Pass NVMe for direct storage access:

# Find NVMe
lspci | grep NVMe

# Pass through
qm set 100 --hostpci3 03:00.0,pcie=1

Network Card

Pass dedicated NIC:

qm set 100 --hostpci4 04:00.0,pcie=1

Troubleshooting

Device Not Bound to VFIO

# Check current driver
lspci -nnk -s 01:00

# If not vfio-pci:
# 1. Check blacklist
cat /etc/modprobe.d/blacklist.conf

# 2. Check VFIO config
cat /etc/modprobe.d/vfio.conf

# 3. Rebuild initramfs
update-initramfs -u -k all

# 4. Reboot

VM Won’t Start

# Check QEMU log
cat /var/log/pve/qemu-server/100.log

# Common issues:
# - IOMMU not enabled
# - Device in use by host
# - Wrong device ID

No Display Output

# Verify x-vga=1 is set
grep hostpci /etc/pve/qemu-server/100.conf

# Try different video output
# Monitor on GPU should show VM boot

# Check if VM is actually running
qm status 100

NVIDIA Error 43

# Verify hidden flag
grep cpu /etc/pve/qemu-server/100.conf
# Should include hidden=1

# Try vendor ID spoof
# Add to args: hv_vendor_id=NV43FIX

# Ensure BIOS is OVMF, not SeaBIOS

Poor Performance

# Inside VM:
# Check if GPU is using correct driver
nvidia-smi  # Should show GPU

# Check PCIe link speed
lspci -vv -s 01:00 | grep -i width
# Should show x16 or at least x8

# Ensure cpu type is 'host'

Single GPU Passthrough

Using your only GPU in a VM (no display on host):

# Host boots headless
# VM gets GPU
# Reconnect display to VM

# Challenges:
# - Host has no display
# - Must manage via SSH/remote
# - GPU must unbind from host console

# Scripts needed for:
# 1. Unbind GPU from host
# 2. Start VM
# 3. Stop VM
# 4. Rebind GPU to host

This is complex. Search for “single GPU passthrough scripts” for examples.

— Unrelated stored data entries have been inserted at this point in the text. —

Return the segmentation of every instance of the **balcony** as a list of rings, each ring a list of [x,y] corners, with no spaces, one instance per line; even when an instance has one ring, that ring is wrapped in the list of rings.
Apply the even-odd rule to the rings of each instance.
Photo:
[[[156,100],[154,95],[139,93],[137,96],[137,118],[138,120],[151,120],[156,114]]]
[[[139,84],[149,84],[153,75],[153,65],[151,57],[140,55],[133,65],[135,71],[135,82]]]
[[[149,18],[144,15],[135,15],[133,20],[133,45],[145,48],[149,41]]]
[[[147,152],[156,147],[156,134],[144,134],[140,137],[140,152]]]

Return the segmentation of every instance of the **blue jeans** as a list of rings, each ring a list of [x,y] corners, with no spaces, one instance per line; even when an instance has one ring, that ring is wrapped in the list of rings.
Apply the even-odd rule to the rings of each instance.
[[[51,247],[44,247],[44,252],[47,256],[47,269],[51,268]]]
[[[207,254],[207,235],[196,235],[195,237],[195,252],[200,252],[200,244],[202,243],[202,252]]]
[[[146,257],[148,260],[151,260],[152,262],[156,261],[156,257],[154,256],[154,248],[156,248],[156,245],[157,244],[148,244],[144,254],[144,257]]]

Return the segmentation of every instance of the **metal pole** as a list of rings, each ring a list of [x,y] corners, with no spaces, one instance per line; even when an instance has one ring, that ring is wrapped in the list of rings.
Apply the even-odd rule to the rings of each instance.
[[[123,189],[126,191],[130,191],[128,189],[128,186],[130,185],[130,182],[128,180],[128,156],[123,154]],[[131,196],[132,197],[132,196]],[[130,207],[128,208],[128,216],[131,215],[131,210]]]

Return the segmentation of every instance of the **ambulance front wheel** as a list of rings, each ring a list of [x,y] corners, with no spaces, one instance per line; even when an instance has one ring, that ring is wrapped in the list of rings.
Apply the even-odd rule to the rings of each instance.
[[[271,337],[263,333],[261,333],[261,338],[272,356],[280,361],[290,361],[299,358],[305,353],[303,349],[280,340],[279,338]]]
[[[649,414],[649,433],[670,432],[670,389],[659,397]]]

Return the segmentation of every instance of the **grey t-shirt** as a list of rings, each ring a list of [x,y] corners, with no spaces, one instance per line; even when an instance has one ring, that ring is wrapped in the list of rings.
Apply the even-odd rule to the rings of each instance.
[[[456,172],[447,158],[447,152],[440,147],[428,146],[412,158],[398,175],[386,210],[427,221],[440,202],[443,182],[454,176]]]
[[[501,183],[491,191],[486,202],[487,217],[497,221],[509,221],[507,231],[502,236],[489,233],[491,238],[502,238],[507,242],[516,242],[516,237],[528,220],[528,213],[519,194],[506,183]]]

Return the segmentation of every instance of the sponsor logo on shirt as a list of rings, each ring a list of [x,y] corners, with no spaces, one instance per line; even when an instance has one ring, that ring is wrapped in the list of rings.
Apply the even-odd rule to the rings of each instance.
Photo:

Live Migration Limitations

VMs with passthrough cannot live migrate:

Hardware is physically on one host
Must stop VM, move, start on new host
Not compatible with HA auto-failover

Plan accordingly: critical passthrough VMs can’t be HA.

The Lesson

Passthrough is hardware compatibility plus attention to detail.

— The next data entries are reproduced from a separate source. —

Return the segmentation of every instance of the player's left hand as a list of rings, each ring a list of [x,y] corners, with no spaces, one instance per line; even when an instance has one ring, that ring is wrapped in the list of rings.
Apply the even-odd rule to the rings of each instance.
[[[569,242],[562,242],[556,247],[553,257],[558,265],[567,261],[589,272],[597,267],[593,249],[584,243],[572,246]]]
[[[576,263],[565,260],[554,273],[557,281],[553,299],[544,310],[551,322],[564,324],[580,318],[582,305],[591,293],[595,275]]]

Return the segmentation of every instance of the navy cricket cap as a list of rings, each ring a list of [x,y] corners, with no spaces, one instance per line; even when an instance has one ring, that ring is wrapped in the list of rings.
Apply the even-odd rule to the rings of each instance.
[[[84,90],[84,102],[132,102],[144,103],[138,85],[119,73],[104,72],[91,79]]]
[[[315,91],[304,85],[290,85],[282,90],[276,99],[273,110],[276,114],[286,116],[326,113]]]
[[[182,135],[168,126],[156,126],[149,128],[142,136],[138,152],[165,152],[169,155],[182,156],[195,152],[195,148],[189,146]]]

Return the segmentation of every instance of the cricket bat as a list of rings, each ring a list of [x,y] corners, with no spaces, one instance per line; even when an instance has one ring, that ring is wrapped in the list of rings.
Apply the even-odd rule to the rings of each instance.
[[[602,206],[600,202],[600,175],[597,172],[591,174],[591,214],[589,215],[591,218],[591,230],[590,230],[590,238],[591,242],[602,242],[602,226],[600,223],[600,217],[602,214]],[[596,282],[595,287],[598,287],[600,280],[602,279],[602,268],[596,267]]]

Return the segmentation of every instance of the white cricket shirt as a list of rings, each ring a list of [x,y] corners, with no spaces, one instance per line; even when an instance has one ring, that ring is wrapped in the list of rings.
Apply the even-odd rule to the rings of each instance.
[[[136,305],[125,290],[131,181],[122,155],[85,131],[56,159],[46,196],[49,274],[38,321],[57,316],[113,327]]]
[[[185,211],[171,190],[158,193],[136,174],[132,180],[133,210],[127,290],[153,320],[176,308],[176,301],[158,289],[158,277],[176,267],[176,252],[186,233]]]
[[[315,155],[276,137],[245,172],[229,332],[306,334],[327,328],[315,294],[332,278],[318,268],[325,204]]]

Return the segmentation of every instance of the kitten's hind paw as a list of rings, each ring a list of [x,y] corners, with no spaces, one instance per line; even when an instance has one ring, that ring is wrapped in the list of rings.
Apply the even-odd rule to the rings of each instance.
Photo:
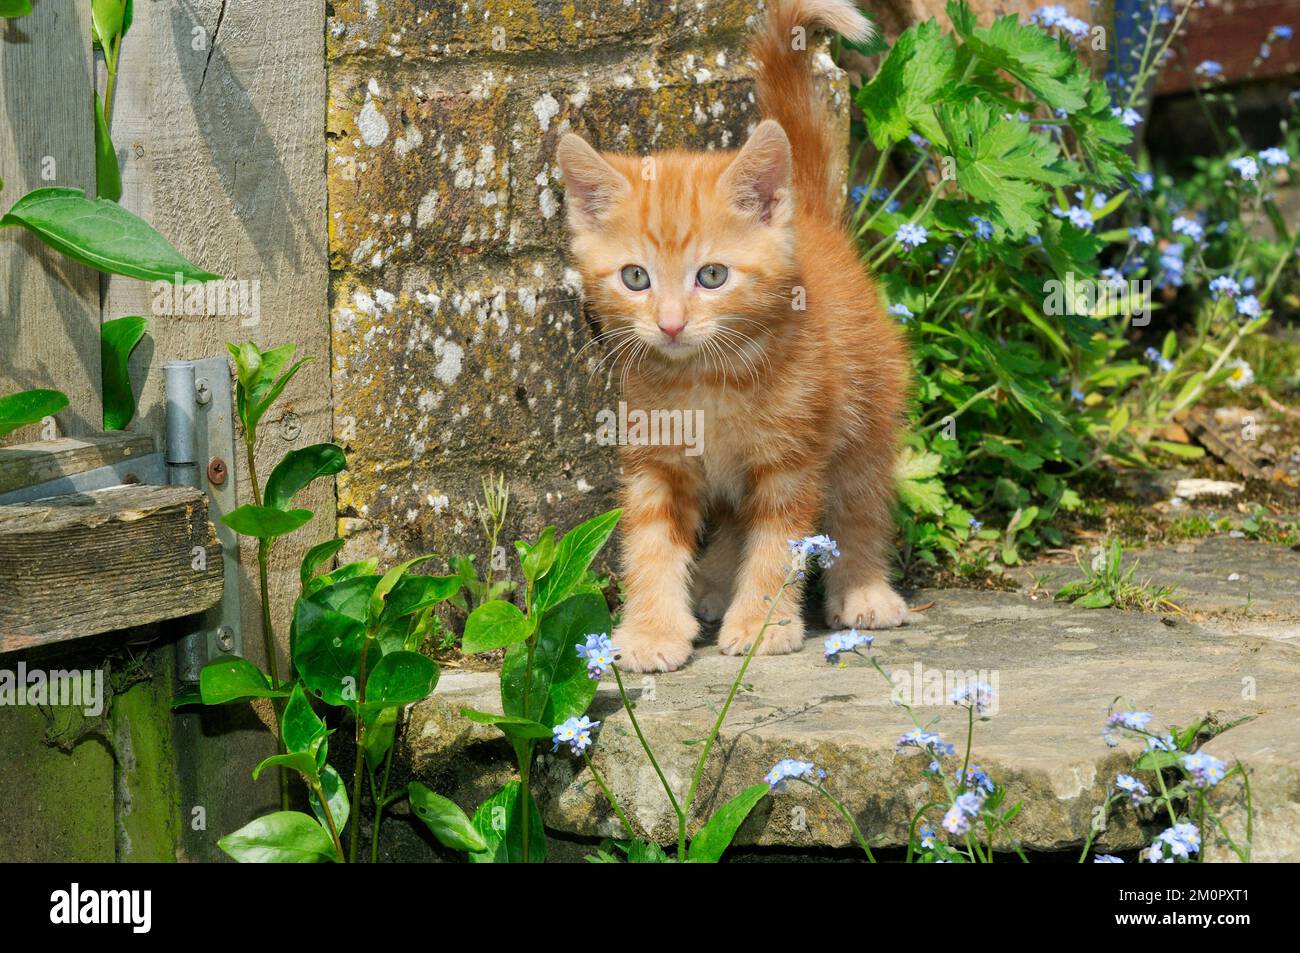
[[[907,603],[887,582],[857,586],[826,597],[832,629],[893,629],[907,621]]]

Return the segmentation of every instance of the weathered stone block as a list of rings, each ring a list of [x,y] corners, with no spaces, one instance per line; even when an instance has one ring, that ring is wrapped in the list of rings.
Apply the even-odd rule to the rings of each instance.
[[[508,231],[504,86],[449,92],[405,73],[330,81],[334,269],[454,259]]]
[[[752,0],[341,0],[329,21],[331,59],[508,61],[520,55],[690,45],[742,33],[761,9]]]
[[[390,269],[382,284],[339,278],[334,295],[346,530],[393,556],[473,551],[473,500],[493,470],[512,480],[512,533],[605,505],[614,455],[595,415],[615,398],[604,355],[583,352],[591,334],[558,258]]]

When passthrough doesn’t work, it’s usually:

IOMMU not enabled: Check BIOS and kernel parameters
Bad IOMMU groups: ACS override or different hardware
Driver conflict: Host driver grabs device before VFIO
NVIDIA detection: Hidden flags and vendor ID spoof
Reset bugs: AMD GPUs need vendor-reset module

The debugging process:

Verify IOMMU enabled (dmesg | grep IOMMU)
Check IOMMU groups (all needed devices in one group)
Verify VFIO binding (lspci -nnk)
Check VM logs (/var/log/pve/qemu-server/)
Try minimal config, add features one at a time

Passthrough isn’t guaranteed to work with all hardware. Some motherboards have terrible IOMMU groups. Some GPUs have bugs. Do research before buying hardware specifically for passthrough.

When it works, you get bare-metal GPU performance in a VM. When it doesn’t, you need patience and systematic debugging. There’s no magic fix — just working through each requirement methodically.